Well, your baby has a number now. Can you even believe that a year has gone by? When you look over there and see that sturdy, communicating, emotionally complicated human, can you yet dimly recall the quivering helpless mass of undifferentiated need she once was?

From the outset, she was person unto herself -- with specific ways of interacting with the world. But now that character is coming into even bolder relief and the little person is more sharply etched.

Warning: Dr. P tends to get all sentimental and gooey at anniversaries like this. My defense then is to intellectualize the whole thing and take stock about what I hope you as a parent have learned over the past year. Here are my Top 10 Things You May Have Learned About Parenting in the First Year:

  1. Your child is sturdy and very resilient. You don’t need to be even close to perfect for things to go OK. After all, there never has been a perfect parent in the history of the world and most kids grow up just fine.
  2. The process of watching his/her development is thrilling to behold. I hope you just can’t wait to see how it goes from here!
  3. Being a parent is a true joy. One of the greatest things you have ever done.
  4. Being a parent is sometimes a complete drag, draining you of your life’s energy and complicating your emotions. It’s by no means been all sweetness and light. Sometimes it’s been filled with despair and worry and anger. What I hope you have learned is that all parents feel it to a greater or lesser degree. Such ambivalence is OK. It simply means you are human, not a bad parent.
  5. You have been surprised at how much power you have over your child to comfort, to support, to create a close emotional bond, to structure his/her day. to provide the experiences that help him/her thrive physically, developmentally, and emotionally.
  6. You have been surprised at how little effect your parenting has had on some aspects of his personality and behavior. A blank slate he was (and is ) not. You have to go with the flow and not try to dam it up and divert it.
  7. You found numerous sources of emotional support -- from friends, pediatricians, family, maybe even Dr. P, and you make liberal use of such support for what has turned out tom be an amazingly demanding job..
  8. You learned that parenting is about choices -- breast or bottle? Cloth or disposable diaper? Ferberize or cry it out?
  9. You learned how to seek good advice, hopefully based on the best evidence of the day. But in the end, you have learned to trust yourself to come up with what is best for your little one.
  10. You have come to appreciate and cherish not only your own kids, but those all over the world who, through no fault of their own, have disadvantaged and impossible circumstances and need our global village to help them out.

Finally, here’s the hardest lesson of all, which I’m guessing you haven’t learned: How to be in and enjoy the moment.

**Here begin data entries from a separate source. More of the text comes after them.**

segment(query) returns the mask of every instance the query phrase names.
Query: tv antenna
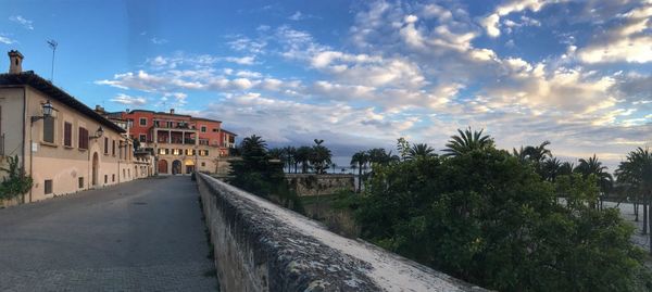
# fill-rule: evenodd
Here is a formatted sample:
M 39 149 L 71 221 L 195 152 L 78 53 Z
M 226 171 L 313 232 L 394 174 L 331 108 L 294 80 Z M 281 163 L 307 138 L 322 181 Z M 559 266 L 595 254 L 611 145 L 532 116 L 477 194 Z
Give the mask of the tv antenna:
M 48 40 L 48 45 L 52 49 L 52 72 L 50 75 L 50 82 L 54 82 L 54 52 L 57 51 L 57 46 L 59 46 L 59 42 L 51 39 L 51 40 Z

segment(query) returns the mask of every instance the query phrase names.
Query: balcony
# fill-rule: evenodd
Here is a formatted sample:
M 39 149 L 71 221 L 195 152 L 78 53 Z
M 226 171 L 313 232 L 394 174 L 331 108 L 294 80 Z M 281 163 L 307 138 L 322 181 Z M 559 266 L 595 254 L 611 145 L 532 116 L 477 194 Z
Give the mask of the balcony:
M 195 139 L 180 139 L 180 138 L 172 138 L 167 140 L 167 137 L 159 137 L 159 143 L 167 143 L 167 144 L 195 144 Z

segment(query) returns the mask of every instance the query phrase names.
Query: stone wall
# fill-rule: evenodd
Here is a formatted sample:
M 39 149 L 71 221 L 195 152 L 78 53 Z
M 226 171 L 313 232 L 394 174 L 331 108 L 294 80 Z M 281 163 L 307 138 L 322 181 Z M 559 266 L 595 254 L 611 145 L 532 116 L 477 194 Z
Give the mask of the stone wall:
M 340 190 L 355 191 L 353 175 L 286 174 L 286 179 L 299 195 L 334 194 Z
M 197 180 L 222 291 L 485 291 L 208 175 Z

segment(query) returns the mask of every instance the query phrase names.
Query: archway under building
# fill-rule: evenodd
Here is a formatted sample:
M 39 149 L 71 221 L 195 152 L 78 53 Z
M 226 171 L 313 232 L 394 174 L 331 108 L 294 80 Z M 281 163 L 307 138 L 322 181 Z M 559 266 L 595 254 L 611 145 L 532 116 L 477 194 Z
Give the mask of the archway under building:
M 180 161 L 174 161 L 174 162 L 172 162 L 172 174 L 173 175 L 180 175 L 181 174 L 181 162 Z
M 195 162 L 192 160 L 186 160 L 184 163 L 186 165 L 186 174 L 192 174 L 192 172 L 195 172 Z
M 159 174 L 163 174 L 163 175 L 167 174 L 167 161 L 166 160 L 159 161 Z

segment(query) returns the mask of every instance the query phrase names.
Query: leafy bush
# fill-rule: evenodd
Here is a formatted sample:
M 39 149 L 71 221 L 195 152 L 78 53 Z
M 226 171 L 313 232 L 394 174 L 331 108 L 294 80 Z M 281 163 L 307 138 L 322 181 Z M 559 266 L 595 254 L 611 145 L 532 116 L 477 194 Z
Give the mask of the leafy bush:
M 644 253 L 594 177 L 544 181 L 493 148 L 374 168 L 362 237 L 500 291 L 650 291 Z M 564 200 L 557 198 L 563 194 Z
M 7 173 L 7 177 L 0 182 L 0 200 L 11 200 L 22 195 L 32 189 L 32 177 L 25 176 L 25 172 L 18 165 L 18 156 L 7 157 L 8 167 L 0 168 Z

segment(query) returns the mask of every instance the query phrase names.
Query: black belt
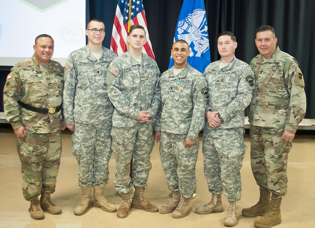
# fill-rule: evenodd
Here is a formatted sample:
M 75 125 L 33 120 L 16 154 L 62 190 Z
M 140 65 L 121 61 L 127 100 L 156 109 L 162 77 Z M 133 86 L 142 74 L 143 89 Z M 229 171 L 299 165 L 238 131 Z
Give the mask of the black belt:
M 18 101 L 18 103 L 22 107 L 28 110 L 44 114 L 53 114 L 54 113 L 58 112 L 61 110 L 61 105 L 60 105 L 58 107 L 55 107 L 54 108 L 37 108 L 37 107 L 34 107 L 31 105 L 27 105 L 20 100 Z

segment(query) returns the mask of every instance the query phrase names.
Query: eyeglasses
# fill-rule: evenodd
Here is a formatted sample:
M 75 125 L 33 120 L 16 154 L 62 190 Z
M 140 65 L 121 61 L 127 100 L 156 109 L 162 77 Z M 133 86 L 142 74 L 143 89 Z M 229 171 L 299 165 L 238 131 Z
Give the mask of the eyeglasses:
M 97 29 L 87 29 L 87 30 L 91 30 L 93 33 L 96 33 L 97 31 L 99 31 L 100 33 L 105 33 L 105 30 L 101 29 L 100 30 L 98 30 Z

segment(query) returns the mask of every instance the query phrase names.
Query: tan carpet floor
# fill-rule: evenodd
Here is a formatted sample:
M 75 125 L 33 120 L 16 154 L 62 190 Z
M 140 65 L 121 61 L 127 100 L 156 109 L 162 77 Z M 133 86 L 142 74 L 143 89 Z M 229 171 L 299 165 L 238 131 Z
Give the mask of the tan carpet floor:
M 80 200 L 80 190 L 77 186 L 78 165 L 71 152 L 72 133 L 63 133 L 61 164 L 57 179 L 56 190 L 52 195 L 52 201 L 60 207 L 62 212 L 53 215 L 44 212 L 45 218 L 41 220 L 31 218 L 28 212 L 29 203 L 23 198 L 20 183 L 20 164 L 16 153 L 16 137 L 10 128 L 0 128 L 0 227 L 220 227 L 225 211 L 200 215 L 196 208 L 208 203 L 211 194 L 208 191 L 203 176 L 201 150 L 202 134 L 199 135 L 200 149 L 196 168 L 197 197 L 192 201 L 192 211 L 185 218 L 176 219 L 171 214 L 151 213 L 131 209 L 126 218 L 118 218 L 116 213 L 109 213 L 100 208 L 90 207 L 85 214 L 77 216 L 73 210 Z M 259 189 L 250 168 L 249 135 L 244 138 L 248 147 L 241 170 L 243 191 L 241 200 L 236 204 L 238 221 L 235 227 L 253 227 L 254 218 L 241 214 L 242 209 L 252 206 L 258 201 Z M 315 135 L 297 135 L 289 154 L 288 169 L 288 194 L 283 198 L 281 205 L 282 223 L 273 227 L 315 227 Z M 152 169 L 148 181 L 145 196 L 158 206 L 170 199 L 165 176 L 162 170 L 158 144 L 156 144 L 151 161 Z M 121 199 L 114 188 L 115 158 L 109 163 L 109 183 L 105 189 L 108 200 L 118 208 Z M 223 195 L 223 206 L 227 201 Z

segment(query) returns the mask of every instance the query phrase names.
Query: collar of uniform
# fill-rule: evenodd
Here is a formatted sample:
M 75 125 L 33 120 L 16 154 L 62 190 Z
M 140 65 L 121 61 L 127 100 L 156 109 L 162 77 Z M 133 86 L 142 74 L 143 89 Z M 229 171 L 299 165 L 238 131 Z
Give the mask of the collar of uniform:
M 129 51 L 125 52 L 126 54 L 128 56 L 128 57 L 129 58 L 129 59 L 130 60 L 130 62 L 131 64 L 131 66 L 135 66 L 135 65 L 144 65 L 145 63 L 145 62 L 144 62 L 144 59 L 143 59 L 143 53 L 142 53 L 142 58 L 141 59 L 141 64 L 139 64 L 139 63 L 134 58 L 134 57 L 132 57 L 131 55 L 131 54 L 130 54 L 130 52 L 129 52 Z
M 102 46 L 102 48 L 103 48 L 103 45 Z M 86 57 L 87 58 L 88 58 L 88 59 L 90 61 L 95 61 L 95 62 L 97 62 L 97 60 L 96 59 L 96 58 L 93 55 L 93 54 L 92 53 L 92 52 L 90 51 L 90 49 L 89 47 L 89 46 L 87 45 L 85 46 L 85 50 L 86 51 L 86 53 L 88 55 Z M 101 57 L 100 59 L 100 61 L 101 59 L 104 57 L 104 48 L 103 50 L 103 54 L 102 55 L 102 57 Z
M 233 64 L 234 64 L 234 62 L 235 62 L 235 60 L 236 60 L 236 58 L 235 56 L 233 58 L 233 59 L 232 60 L 232 61 L 229 63 L 224 68 L 221 69 L 221 71 L 225 71 L 229 70 L 232 66 L 233 65 Z M 217 64 L 217 66 L 218 67 L 219 67 L 219 66 L 220 65 L 220 63 L 222 61 L 222 58 L 221 58 L 221 59 L 220 60 L 220 61 L 218 61 L 218 63 Z
M 175 77 L 176 78 L 179 79 L 182 79 L 184 78 L 186 78 L 187 76 L 187 73 L 186 73 L 187 70 L 188 70 L 187 69 L 190 67 L 190 66 L 189 65 L 189 64 L 187 62 L 187 65 L 185 67 L 185 68 L 184 70 L 183 70 L 181 72 L 177 74 L 177 75 L 174 75 L 174 72 L 173 71 L 173 69 L 174 68 L 174 66 L 173 66 L 173 67 L 170 69 L 171 70 L 171 71 L 172 73 L 169 74 L 169 78 Z

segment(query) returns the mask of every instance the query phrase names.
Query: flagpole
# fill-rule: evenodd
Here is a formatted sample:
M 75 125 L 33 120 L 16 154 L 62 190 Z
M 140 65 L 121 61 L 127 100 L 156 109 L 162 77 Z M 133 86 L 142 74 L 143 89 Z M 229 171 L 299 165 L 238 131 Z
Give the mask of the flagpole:
M 131 20 L 131 0 L 129 0 L 129 16 L 128 20 L 128 34 L 129 34 L 130 26 L 131 25 L 130 21 Z M 129 49 L 130 49 L 130 43 L 129 43 Z

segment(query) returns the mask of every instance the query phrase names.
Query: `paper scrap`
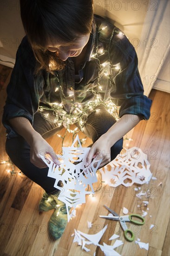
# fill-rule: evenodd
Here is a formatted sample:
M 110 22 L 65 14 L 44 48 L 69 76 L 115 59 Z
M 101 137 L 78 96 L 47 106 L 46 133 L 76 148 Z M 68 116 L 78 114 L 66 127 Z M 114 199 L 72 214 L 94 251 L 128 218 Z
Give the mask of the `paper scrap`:
M 87 228 L 88 229 L 91 229 L 92 228 L 92 225 L 93 225 L 91 222 L 87 221 Z
M 124 207 L 123 209 L 123 213 L 124 214 L 127 214 L 128 213 L 129 210 L 127 209 L 127 208 L 125 208 L 125 207 Z
M 143 202 L 145 204 L 148 205 L 149 204 L 148 201 L 143 201 Z
M 142 211 L 143 211 L 143 215 L 142 215 L 142 217 L 145 217 L 145 216 L 146 216 L 146 215 L 147 215 L 148 214 L 148 213 L 147 212 L 146 212 L 145 211 L 144 211 L 143 210 L 142 210 Z
M 157 187 L 159 187 L 159 186 L 161 186 L 162 187 L 162 182 L 160 182 L 160 183 L 159 183 L 159 184 L 158 184 L 157 185 Z
M 142 190 L 139 193 L 136 194 L 136 196 L 137 196 L 137 197 L 139 197 L 139 198 L 141 198 L 142 195 L 146 195 L 146 192 L 143 192 Z
M 95 158 L 85 167 L 90 148 L 83 148 L 78 135 L 71 147 L 63 147 L 62 149 L 64 161 L 60 168 L 49 156 L 45 158 L 39 155 L 49 168 L 48 176 L 56 179 L 54 187 L 61 191 L 58 199 L 65 203 L 69 222 L 74 212 L 70 214 L 69 209 L 75 209 L 78 205 L 85 203 L 86 194 L 94 194 L 92 184 L 98 180 L 96 171 L 102 159 L 97 160 Z M 61 158 L 61 155 L 57 156 Z M 62 187 L 58 185 L 59 181 L 63 184 Z M 87 191 L 88 186 L 90 189 Z
M 150 229 L 152 229 L 152 228 L 153 228 L 154 227 L 155 227 L 155 225 L 154 225 L 153 224 L 151 224 L 150 226 Z
M 101 230 L 95 235 L 89 235 L 88 234 L 85 234 L 85 233 L 83 233 L 79 230 L 78 230 L 77 232 L 90 241 L 92 242 L 95 245 L 97 245 L 99 241 L 100 240 L 102 236 L 105 231 L 107 228 L 107 226 L 108 224 L 106 225 L 106 226 L 105 226 L 105 227 Z
M 76 217 L 76 210 L 73 209 L 71 212 L 71 215 L 73 217 Z
M 141 249 L 145 249 L 145 250 L 148 250 L 148 249 L 149 249 L 149 243 L 143 243 L 142 242 L 137 242 L 137 241 L 136 241 L 136 242 L 137 242 L 136 243 L 138 243 L 138 244 L 139 246 L 139 247 Z
M 118 236 L 118 235 L 116 235 L 116 234 L 113 234 L 113 236 L 112 236 L 111 237 L 109 238 L 109 240 L 113 240 L 113 239 L 116 239 L 119 236 Z
M 120 240 L 119 240 L 120 241 Z M 121 241 L 122 242 L 122 241 Z M 121 244 L 122 244 L 121 243 Z M 119 244 L 119 245 L 121 245 L 121 244 Z M 106 244 L 105 243 L 103 243 L 103 245 L 102 245 L 101 244 L 98 244 L 98 246 L 100 247 L 100 249 L 102 251 L 103 251 L 105 255 L 106 255 L 106 256 L 120 256 L 120 254 L 118 254 L 117 251 L 116 251 L 114 249 L 114 245 L 109 245 L 108 244 Z M 119 245 L 118 245 L 118 246 Z M 117 246 L 117 247 L 118 247 Z M 116 247 L 114 247 L 116 248 Z

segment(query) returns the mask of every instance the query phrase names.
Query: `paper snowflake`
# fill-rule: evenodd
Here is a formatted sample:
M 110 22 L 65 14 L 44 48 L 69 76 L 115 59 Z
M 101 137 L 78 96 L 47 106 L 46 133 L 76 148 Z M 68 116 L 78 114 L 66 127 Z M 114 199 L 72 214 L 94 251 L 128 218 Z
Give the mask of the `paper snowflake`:
M 102 180 L 109 186 L 117 187 L 122 184 L 129 187 L 134 183 L 149 182 L 152 176 L 150 166 L 146 154 L 140 148 L 133 147 L 99 170 Z
M 78 146 L 75 145 L 78 143 Z M 56 179 L 54 187 L 61 191 L 58 199 L 65 203 L 68 221 L 72 215 L 71 208 L 75 209 L 77 205 L 85 202 L 85 195 L 94 194 L 92 183 L 97 181 L 96 171 L 102 159 L 93 159 L 90 165 L 85 167 L 86 159 L 90 148 L 83 148 L 77 135 L 70 147 L 63 147 L 63 162 L 60 168 L 48 157 L 48 163 L 44 156 L 42 159 L 49 167 L 48 176 Z M 58 155 L 61 157 L 60 155 Z M 61 182 L 63 186 L 59 186 Z M 87 190 L 87 188 L 90 189 Z M 73 212 L 73 211 L 72 211 Z

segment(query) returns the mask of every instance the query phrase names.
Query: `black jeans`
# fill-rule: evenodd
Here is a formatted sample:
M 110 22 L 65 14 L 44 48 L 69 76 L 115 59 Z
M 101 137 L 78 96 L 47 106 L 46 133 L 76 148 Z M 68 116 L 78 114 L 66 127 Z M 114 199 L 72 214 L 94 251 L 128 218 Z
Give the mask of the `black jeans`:
M 89 116 L 83 132 L 95 142 L 100 136 L 106 133 L 116 121 L 113 117 L 103 106 L 96 108 Z M 78 124 L 76 124 L 78 126 Z M 50 122 L 42 117 L 37 112 L 34 115 L 33 127 L 42 136 L 46 139 L 57 133 L 63 128 L 57 124 Z M 118 141 L 111 149 L 111 161 L 114 159 L 122 149 L 123 138 Z M 20 136 L 7 139 L 6 151 L 13 163 L 28 178 L 39 185 L 48 194 L 53 194 L 57 190 L 54 187 L 55 180 L 47 176 L 48 168 L 39 168 L 30 161 L 30 147 L 24 139 Z

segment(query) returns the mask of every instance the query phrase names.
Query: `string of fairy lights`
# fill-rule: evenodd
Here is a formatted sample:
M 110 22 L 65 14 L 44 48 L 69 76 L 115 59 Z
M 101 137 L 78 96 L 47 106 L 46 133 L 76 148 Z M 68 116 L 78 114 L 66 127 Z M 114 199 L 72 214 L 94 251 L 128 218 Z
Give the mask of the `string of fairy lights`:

Parenting is so hard and so worrisome. It’s impossible not to get caught up in what to do next and next and next, how to get through the day, really. But, trust me on this, one day it will all have gone by so fast and you’ll regret how rarely you kept your perspective and took the time to step back and survey the scene and enjoy and appreciate what was going on while it was happening. No one really knows where this all going and so I’ve learned it’s important to learn to enjoy the ride as much as you can, no matter where the final destination ends up.